There are structural reasons for these high costs. Roundtrip transaction costs are high in several Asian countries, exceeding 10% of property values in the Philippines, South Korea, Indonesia, Taiwan and Thailand (Figure 7). In these countries, the bulk of the costs are accounted for by real estate agent’s fees and sales and transfer taxes. It is worth noting that countries with the lowest transaction costs do not charge additional taxes on top of registration fees. Low transaction costs can stimulate market turnover and enhance the responsiveness of housing markets to macroeconomic stimuli.

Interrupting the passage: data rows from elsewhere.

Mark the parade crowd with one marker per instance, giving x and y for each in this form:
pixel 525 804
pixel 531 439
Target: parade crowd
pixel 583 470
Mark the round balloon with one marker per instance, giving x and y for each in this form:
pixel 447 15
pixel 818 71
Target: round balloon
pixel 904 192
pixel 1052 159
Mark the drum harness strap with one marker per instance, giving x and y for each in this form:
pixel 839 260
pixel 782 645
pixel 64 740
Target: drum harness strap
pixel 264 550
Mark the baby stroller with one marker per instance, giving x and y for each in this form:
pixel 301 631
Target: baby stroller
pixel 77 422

In addition, the mortgage and real estate markets are still crippled by excessive government intervention.
Foreign ownership limits on banks, corporations and real estate restricts the amount of funding available and the level of competition, leading to inefficiencies.
Price caps and anti-speculative measures implemented by China and South Korea to cool the housing market have unintended long term effects. They discourage owners and developers from selling properties, leading to less supply and more expensive real estate units.
Excessive building and zonal restrictions limit supply, leading to unaffordable housing.
Registering property is also unnecessarily tedious in several Asian countries. For example, there are 8 procedures to register property in the Philippines which can be completed in about 33 days, while it takes 143 days to complete the 4 procedures in Malaysia.
There are also specific structural challenges. Inadequate information, for instance, is a hindrance. Several countries still lack uniform national standards for property valuation and mortgage registration. In the Philippines, for instance, there are at least 23 government agencies undertaking real property appraisal, using their own system and methodology.

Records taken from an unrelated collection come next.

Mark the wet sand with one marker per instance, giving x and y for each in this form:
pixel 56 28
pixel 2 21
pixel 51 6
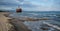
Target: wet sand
pixel 6 23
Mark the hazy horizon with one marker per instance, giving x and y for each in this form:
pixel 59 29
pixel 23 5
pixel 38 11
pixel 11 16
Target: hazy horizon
pixel 31 5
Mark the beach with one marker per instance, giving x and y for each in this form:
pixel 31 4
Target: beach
pixel 22 22
pixel 5 24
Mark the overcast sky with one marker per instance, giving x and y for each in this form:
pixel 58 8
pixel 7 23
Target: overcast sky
pixel 31 5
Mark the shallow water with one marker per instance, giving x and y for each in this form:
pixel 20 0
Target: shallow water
pixel 37 25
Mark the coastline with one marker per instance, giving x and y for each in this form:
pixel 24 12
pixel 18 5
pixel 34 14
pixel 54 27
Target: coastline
pixel 9 24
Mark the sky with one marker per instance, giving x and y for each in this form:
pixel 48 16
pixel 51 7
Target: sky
pixel 31 5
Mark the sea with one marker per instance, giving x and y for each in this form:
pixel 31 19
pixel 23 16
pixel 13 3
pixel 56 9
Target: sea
pixel 53 24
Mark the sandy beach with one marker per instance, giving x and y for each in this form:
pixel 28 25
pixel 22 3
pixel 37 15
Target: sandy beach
pixel 6 24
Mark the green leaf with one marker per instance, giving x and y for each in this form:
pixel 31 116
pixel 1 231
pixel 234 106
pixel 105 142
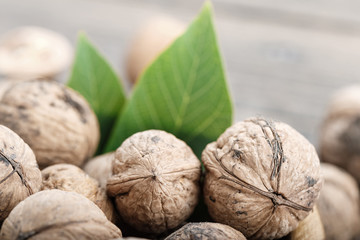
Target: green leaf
pixel 183 91
pixel 94 79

Credit risks remain high due to the insufficient credit information and credit management mechanisms. The establishment of credit rating bureaus and sharing of credit information can enhance the mortgage market. Real estate data are typically limited to major cities. The house price indices of several countries have limited scope and are not regularly updated.

The huge informal sector in Asia often leads to ill-targeted housing programs. Given a large informal labor market, housing finance systems remain inaccessible to the majority of the population. In Indonesia, 74% of the labor force does not earn documented and stable wages. In the Philippines, the need to show income tax return to secure loans limits potential applicants to just 6 million out of 55 million.

Conclusion
Asia missed the house price boom because of the Asian crisis. The crisis caused high interest rates, an economic slowdown, and a property crash, reducing consumer willingness to take on housing debt. High default rates in portfolios discouraged banks from lending. So in the worst affected markets, there was neither supply nor demand for mortgages.

Now signs of change are everywhere. Asia’s property markets are now growing, and banks are willing lenders of mortgage loans around the region. In some countries, the long period during which loans were effectively unavailable means that supply is low, and rents are relatively high, leading to good rental investment returns for investors.

The worry is all in the other direction – will Asia’s housing market heat up too much?

There are still structural challenges hounding Asia’s real estate and mortgage markets. Yet almost a decade after the Asian crisis, the enormous potential of the Asian housing markets, their size, population, rate of economic growth and urbanization, are ripe for the picking.